The UK banking sector is braced for Brexit and continues to wrestle with the economic fallout from Covid-19, with lenders strengthening balance sheets to cope with a rise in bad debts, while low interest rates squeeze margins ever tighter.

The BoE voted to leave interest rates unchanged at 0.1% in August. However, the BoE is already considering negative interest rates for the first time in its history due to the ongoing impact the coronavirus is having on the UK economy.

The central bank predicts unemployment will hit 7.5% by the end of the year, which would be relatively low considering how deeply the crisis has impacted the UK economy. It also forecasts credit losses of around £80 billion, though the actual figure could be much higher if localised lockdowns persist and a reopening of the economy is intermittently interrupted.

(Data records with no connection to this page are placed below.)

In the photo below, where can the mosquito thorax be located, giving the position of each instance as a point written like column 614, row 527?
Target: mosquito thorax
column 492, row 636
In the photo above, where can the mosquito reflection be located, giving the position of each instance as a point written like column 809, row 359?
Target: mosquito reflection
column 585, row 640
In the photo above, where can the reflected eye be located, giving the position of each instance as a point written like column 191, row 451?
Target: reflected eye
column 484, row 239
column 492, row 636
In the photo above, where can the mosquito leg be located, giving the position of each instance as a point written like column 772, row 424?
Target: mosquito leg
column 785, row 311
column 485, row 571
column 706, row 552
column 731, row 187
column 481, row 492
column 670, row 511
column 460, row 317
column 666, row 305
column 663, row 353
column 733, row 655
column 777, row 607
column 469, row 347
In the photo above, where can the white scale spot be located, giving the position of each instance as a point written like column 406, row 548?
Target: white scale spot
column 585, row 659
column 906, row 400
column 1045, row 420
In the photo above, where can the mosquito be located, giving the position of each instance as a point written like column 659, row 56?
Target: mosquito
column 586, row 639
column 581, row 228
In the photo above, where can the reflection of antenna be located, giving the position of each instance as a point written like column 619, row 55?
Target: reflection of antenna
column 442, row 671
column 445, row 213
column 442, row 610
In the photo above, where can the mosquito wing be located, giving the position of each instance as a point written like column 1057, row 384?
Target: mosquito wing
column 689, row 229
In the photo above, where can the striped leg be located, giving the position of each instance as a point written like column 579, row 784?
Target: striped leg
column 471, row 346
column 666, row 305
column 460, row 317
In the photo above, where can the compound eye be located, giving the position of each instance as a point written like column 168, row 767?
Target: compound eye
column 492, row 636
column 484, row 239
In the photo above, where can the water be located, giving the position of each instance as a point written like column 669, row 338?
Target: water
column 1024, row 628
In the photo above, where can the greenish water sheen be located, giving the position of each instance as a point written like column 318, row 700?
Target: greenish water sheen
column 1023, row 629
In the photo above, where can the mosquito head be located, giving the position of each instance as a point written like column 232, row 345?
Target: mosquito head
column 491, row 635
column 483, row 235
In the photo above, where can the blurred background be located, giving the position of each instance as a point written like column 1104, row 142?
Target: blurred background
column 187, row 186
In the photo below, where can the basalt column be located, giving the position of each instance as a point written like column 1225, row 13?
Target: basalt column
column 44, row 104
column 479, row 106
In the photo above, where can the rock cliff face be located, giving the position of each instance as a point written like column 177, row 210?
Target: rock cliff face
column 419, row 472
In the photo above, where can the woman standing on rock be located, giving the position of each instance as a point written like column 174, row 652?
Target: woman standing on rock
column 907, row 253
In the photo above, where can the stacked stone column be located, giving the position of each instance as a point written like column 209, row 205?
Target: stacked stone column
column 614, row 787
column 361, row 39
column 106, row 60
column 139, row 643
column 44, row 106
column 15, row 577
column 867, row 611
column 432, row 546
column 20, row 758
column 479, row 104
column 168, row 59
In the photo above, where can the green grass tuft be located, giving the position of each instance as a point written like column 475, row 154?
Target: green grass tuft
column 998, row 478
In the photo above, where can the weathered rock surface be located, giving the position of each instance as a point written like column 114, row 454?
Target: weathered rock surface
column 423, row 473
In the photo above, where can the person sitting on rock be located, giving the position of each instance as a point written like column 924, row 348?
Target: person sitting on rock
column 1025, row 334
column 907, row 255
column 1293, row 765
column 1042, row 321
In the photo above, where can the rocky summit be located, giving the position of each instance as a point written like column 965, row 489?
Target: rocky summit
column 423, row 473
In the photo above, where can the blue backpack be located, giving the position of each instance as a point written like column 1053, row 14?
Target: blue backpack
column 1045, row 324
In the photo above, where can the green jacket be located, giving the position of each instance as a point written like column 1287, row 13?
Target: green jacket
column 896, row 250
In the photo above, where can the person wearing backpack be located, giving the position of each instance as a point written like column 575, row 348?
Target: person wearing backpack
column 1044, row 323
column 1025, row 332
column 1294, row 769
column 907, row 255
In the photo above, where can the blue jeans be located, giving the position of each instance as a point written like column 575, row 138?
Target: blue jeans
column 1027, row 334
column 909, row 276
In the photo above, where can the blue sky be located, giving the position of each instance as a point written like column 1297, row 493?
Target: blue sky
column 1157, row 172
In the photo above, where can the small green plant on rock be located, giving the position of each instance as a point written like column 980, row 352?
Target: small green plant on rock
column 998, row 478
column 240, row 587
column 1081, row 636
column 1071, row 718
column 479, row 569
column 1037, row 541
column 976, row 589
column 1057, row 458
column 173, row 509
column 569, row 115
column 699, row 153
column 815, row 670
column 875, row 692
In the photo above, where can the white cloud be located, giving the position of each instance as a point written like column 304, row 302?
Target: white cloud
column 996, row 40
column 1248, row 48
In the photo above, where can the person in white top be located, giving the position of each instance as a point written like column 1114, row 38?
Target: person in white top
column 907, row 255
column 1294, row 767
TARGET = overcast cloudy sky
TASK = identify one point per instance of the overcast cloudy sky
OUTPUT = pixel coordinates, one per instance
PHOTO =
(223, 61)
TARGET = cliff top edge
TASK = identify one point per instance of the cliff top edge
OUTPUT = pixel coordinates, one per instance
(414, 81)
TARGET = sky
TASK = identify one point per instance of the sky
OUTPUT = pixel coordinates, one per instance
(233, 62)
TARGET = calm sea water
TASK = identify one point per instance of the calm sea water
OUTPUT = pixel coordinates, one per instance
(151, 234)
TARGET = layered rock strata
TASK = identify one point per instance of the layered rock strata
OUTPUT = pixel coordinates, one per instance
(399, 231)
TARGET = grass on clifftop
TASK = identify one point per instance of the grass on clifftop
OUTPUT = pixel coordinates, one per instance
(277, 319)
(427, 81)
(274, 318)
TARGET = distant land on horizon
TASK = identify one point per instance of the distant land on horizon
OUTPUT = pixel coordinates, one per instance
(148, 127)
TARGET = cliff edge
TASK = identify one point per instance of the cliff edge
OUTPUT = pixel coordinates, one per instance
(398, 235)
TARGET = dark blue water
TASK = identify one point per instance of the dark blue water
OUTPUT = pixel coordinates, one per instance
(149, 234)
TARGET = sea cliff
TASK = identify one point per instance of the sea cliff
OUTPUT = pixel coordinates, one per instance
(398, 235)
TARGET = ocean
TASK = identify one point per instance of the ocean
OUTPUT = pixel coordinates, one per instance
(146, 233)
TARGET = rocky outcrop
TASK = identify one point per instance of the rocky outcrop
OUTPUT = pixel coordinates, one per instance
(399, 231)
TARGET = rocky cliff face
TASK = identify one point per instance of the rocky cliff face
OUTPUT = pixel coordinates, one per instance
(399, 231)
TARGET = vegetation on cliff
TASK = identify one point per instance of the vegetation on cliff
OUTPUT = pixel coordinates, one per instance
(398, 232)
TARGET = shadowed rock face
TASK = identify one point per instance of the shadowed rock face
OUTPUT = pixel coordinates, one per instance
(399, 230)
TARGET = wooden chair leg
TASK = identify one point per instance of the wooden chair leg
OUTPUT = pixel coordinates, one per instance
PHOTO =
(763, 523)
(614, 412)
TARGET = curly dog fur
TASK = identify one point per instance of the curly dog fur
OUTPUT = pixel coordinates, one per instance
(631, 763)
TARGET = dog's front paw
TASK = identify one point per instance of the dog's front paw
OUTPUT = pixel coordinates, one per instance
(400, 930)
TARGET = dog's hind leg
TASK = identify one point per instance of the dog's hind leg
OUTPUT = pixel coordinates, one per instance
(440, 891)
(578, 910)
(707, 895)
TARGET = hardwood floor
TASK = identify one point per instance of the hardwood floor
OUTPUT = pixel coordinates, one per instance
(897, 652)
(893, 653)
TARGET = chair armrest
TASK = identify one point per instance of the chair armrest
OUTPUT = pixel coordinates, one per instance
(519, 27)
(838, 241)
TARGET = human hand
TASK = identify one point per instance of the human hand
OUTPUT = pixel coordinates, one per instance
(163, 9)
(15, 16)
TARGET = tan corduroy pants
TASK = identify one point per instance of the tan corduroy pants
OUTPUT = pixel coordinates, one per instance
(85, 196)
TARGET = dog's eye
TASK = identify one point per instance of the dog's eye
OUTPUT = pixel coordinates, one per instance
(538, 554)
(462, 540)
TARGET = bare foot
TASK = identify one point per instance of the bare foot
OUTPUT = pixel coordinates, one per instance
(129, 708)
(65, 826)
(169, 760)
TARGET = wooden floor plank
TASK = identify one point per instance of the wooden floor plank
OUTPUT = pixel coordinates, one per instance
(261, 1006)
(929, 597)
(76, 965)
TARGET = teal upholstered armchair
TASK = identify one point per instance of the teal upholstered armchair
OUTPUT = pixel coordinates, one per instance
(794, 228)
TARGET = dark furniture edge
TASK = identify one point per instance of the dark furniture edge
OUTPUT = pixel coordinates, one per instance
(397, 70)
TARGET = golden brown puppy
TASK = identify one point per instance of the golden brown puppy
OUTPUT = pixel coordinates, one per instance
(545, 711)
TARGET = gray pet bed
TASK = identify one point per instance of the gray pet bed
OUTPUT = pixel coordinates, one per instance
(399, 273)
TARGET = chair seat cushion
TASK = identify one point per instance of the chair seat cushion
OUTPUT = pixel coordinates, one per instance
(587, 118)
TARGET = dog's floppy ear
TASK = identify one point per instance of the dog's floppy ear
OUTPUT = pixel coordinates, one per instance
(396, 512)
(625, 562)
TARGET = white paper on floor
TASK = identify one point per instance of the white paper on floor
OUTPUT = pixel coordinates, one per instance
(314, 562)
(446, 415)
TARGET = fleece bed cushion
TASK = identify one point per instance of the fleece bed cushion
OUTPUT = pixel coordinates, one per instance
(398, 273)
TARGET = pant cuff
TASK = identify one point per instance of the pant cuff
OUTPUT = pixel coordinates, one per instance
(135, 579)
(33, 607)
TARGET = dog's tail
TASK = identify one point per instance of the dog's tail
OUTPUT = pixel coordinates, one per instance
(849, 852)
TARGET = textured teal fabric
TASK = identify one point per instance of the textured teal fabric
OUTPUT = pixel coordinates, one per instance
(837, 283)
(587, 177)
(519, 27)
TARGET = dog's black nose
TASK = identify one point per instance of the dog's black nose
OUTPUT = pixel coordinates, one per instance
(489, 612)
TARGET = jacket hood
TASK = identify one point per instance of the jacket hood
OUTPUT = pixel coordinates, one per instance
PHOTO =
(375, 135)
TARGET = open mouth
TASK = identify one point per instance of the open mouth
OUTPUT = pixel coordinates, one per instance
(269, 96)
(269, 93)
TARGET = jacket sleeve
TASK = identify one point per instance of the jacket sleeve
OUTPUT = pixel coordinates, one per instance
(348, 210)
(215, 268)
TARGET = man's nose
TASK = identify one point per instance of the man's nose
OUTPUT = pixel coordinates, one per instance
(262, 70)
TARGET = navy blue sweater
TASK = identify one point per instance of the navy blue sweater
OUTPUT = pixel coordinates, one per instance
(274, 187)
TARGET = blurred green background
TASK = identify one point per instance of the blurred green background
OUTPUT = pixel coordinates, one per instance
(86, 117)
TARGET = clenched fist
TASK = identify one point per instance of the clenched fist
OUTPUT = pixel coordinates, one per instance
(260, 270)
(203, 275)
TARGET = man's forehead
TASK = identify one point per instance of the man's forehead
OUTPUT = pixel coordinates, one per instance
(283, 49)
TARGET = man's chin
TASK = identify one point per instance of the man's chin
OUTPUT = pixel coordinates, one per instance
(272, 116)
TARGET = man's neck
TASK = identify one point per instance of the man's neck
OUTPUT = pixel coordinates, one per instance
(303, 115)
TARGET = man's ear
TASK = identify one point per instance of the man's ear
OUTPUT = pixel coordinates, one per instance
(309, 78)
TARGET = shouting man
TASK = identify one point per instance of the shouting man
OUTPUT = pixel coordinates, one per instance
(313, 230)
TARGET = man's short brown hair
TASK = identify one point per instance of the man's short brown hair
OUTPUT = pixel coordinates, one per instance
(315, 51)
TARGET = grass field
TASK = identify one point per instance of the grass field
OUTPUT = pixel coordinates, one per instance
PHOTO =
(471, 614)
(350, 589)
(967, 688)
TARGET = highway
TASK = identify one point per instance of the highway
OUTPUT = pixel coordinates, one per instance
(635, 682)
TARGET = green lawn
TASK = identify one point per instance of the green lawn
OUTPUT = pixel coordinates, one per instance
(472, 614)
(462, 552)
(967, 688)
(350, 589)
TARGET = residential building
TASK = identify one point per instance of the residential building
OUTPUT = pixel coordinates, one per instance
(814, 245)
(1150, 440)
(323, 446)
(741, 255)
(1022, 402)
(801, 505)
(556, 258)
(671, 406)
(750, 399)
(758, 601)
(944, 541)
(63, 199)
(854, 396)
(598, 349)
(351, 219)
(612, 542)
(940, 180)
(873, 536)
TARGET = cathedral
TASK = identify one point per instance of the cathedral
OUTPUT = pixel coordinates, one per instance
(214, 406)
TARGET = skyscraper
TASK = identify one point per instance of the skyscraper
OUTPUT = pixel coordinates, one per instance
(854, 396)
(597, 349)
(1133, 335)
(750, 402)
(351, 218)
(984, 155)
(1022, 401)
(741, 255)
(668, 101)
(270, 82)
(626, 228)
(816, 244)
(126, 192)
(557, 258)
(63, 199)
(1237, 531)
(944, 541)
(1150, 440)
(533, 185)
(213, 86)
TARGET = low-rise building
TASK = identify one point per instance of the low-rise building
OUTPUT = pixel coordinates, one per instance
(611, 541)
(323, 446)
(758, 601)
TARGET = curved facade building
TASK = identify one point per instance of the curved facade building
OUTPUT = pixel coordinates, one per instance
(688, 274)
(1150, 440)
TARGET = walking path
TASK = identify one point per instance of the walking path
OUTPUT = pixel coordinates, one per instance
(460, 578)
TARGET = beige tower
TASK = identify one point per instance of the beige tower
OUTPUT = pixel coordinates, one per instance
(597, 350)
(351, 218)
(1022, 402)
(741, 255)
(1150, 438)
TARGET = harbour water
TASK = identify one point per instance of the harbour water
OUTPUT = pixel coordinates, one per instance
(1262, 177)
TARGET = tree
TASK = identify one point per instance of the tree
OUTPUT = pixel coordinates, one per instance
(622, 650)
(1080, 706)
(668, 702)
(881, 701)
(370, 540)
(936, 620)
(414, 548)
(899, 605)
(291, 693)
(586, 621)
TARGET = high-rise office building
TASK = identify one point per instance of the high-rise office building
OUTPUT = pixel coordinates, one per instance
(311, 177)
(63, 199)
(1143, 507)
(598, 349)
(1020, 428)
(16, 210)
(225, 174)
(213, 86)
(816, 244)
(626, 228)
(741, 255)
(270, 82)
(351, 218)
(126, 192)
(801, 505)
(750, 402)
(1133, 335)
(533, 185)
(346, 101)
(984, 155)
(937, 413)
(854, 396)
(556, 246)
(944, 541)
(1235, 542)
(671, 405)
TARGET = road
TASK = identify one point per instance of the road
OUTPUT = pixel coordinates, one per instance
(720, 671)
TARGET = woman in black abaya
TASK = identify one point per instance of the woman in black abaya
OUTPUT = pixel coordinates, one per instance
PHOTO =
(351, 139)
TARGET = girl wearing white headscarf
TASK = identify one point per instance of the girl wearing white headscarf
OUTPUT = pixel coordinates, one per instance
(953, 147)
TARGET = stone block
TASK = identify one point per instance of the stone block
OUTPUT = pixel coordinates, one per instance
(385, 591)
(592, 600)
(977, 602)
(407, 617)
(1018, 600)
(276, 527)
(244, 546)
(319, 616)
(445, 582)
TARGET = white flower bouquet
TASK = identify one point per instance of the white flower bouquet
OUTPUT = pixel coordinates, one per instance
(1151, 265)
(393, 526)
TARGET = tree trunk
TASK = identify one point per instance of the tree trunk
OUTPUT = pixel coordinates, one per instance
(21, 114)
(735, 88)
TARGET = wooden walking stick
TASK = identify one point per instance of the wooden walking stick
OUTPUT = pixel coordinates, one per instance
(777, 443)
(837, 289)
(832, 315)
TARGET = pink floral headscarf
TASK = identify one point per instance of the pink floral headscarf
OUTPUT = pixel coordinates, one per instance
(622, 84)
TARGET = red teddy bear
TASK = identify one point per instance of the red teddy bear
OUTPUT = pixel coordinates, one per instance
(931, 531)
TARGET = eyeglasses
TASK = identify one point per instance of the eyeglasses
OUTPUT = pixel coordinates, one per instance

Unsurprisingly, with the myriad of headwinds UK banks face, the likes of Lloyds, Barclays, NatWest Group, formerly Royal Bank of Scotland (RBS) and HSBC are likely to see their share prices struggle throughout 2020 and beyond.

FCA urges British lenders to provide help to mortgage borrowers

The Financial Conduct Authority (FCA) urged UK lenders to offer extra help to mortgage borrowers struggling to make repayments once payment holidays and the furlough scheme are unwound in October.

‘It is important that consumers who can afford to resume mortgage payments should do so,’ acting FCA CEO Christopher Woolard said in a statement.

‘However, we understand that borrowers facing payment difficulties because of the pandemic will continue to face uncertainty and may also experience temporary interruptions in income.’

Woolard went on to tell UK banks that they should do all they can to assist customers with managing their finances amid such challenging times.